Much like the first two New Vegas DLCs, this one isn't nearly as good as it could have been.
You enter the Divide and see an area that looks like it was hastily thrown together, but still manages to show the basic idea of the Divide. The setting's unique for New Vegas, but feels like the ruins of Washington DC from Fallout 3 have been thrown into a canyon. The fact that the Gamebryo engine is well out of date doesn't help the image, the world often looks blocky and the storms look like cheap, dusty waterflow textures in the sky. However, some interesting features are added, such as a semi-destructable landscape, something that's not been done on this engine before.
You're given the ability to explore this landscape with ED-E, who will occasionally send you logs that tell you his story. Unfortunately, ED-E's story is more interesting than the main story of Lonesome Road. Throughout the landscape, you'll fine many new and useful weapons, such as the Red Glare rocket launcher. LR has more good loot than Dead Money or Honest Hearts, but less than Old World Blues.

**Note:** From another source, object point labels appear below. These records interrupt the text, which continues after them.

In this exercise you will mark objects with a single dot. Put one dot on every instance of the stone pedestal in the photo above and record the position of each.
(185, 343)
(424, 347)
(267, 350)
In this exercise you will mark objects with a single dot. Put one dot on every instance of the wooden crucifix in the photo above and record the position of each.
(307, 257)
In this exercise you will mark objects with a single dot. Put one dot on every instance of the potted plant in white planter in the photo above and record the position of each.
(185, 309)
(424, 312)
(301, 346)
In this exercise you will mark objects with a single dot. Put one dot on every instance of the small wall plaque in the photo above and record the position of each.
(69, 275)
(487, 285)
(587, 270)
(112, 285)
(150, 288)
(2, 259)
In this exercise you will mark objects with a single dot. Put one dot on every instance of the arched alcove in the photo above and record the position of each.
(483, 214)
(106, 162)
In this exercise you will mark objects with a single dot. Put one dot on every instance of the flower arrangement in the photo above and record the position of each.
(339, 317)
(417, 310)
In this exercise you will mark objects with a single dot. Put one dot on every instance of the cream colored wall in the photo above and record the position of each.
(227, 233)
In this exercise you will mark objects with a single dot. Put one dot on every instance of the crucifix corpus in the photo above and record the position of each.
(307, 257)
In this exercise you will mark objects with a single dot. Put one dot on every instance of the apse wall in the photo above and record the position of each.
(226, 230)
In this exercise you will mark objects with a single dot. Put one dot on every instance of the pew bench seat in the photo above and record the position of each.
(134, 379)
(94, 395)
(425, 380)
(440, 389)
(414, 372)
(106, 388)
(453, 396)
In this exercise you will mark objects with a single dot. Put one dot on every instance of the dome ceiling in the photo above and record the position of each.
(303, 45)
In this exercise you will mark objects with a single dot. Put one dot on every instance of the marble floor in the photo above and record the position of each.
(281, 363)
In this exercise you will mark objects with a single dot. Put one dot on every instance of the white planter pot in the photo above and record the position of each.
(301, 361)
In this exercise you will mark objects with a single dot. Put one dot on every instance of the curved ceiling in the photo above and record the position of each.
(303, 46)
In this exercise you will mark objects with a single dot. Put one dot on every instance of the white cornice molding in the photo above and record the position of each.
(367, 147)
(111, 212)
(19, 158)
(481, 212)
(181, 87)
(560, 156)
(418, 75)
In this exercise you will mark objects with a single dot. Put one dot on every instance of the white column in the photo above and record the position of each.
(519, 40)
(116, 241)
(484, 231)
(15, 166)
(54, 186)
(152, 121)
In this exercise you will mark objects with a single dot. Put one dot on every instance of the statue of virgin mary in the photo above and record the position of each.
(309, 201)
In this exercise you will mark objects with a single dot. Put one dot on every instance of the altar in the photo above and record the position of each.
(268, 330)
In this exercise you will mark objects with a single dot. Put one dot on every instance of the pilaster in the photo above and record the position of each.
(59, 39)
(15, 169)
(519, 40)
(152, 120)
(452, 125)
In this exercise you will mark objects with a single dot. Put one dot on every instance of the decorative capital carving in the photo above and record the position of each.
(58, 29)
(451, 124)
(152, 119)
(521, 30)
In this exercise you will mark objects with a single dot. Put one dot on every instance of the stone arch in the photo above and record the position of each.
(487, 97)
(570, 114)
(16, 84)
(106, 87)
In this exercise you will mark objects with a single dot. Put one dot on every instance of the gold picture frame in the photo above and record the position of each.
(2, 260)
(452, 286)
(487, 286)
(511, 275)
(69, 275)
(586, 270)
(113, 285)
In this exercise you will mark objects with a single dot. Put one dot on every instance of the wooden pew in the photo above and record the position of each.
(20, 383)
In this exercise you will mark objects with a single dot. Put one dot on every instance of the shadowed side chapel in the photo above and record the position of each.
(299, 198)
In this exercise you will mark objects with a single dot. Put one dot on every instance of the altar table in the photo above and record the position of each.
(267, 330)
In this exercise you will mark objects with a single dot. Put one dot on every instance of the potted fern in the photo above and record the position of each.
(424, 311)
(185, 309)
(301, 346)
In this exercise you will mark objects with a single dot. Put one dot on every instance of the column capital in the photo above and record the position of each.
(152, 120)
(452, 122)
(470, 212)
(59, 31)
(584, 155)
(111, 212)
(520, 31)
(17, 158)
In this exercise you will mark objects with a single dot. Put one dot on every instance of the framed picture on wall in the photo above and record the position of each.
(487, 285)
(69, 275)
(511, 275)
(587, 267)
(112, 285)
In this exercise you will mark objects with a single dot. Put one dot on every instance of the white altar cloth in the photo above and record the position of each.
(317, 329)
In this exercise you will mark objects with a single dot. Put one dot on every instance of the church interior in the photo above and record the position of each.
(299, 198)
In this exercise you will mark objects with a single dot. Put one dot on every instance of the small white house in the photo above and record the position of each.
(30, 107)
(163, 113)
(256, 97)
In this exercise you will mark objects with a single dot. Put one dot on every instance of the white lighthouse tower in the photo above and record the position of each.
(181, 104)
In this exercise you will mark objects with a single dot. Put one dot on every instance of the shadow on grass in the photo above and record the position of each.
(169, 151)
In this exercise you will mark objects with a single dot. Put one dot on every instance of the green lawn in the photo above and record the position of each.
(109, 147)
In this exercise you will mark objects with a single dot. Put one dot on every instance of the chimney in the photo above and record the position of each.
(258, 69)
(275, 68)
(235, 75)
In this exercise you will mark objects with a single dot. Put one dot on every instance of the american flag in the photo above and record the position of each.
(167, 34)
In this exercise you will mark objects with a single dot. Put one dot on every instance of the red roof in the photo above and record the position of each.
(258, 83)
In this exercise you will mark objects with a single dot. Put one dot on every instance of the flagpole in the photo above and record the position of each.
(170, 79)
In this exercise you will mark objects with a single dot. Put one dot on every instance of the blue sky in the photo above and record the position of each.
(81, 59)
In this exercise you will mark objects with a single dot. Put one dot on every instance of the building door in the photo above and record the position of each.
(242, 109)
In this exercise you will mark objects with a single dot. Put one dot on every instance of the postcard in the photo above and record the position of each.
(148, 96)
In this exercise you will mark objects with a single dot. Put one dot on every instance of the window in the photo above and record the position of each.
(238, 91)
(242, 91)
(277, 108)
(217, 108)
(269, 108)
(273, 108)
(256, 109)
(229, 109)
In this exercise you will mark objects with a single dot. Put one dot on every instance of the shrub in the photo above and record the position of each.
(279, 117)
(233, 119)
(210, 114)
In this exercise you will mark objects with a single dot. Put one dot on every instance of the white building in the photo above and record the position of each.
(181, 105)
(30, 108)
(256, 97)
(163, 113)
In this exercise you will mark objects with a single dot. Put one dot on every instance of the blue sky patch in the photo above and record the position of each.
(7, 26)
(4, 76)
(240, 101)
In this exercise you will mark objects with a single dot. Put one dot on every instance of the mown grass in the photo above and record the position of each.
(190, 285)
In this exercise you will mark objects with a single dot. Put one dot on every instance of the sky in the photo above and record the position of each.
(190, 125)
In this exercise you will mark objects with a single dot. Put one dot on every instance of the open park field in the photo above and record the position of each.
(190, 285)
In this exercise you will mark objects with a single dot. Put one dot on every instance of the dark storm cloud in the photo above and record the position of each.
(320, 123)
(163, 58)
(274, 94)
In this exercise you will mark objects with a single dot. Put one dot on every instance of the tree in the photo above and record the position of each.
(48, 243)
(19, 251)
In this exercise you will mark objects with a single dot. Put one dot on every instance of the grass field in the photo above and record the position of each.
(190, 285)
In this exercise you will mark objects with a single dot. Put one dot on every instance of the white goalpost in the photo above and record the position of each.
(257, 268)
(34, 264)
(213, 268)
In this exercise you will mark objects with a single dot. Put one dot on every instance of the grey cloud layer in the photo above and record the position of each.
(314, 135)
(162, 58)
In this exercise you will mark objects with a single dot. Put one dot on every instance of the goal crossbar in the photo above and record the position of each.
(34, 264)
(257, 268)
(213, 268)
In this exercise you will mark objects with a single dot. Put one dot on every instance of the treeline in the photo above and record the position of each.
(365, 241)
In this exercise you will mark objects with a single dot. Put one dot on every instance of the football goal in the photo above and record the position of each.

The story and questline isn't that interesting. You have to fight your way through hordes of new enemies, as well as deathclaws, to get to Ulysses. Ulysses is just a mad man who wants to nuke the NCR because he thinks they have a warped view of the future. His character comes across as boring, though, due to the awful voice acting.
All in all, although Lonesome Road adds some new things to New Vegas, they often turn out to be over-hyped. Much of the game is repetitive fighting along one road, the RPG element has been completely removed from this DLC. Although it's more interesting than the first two DLCs for New Vegas, it doesn't live up to the excellence that Old World Blues was.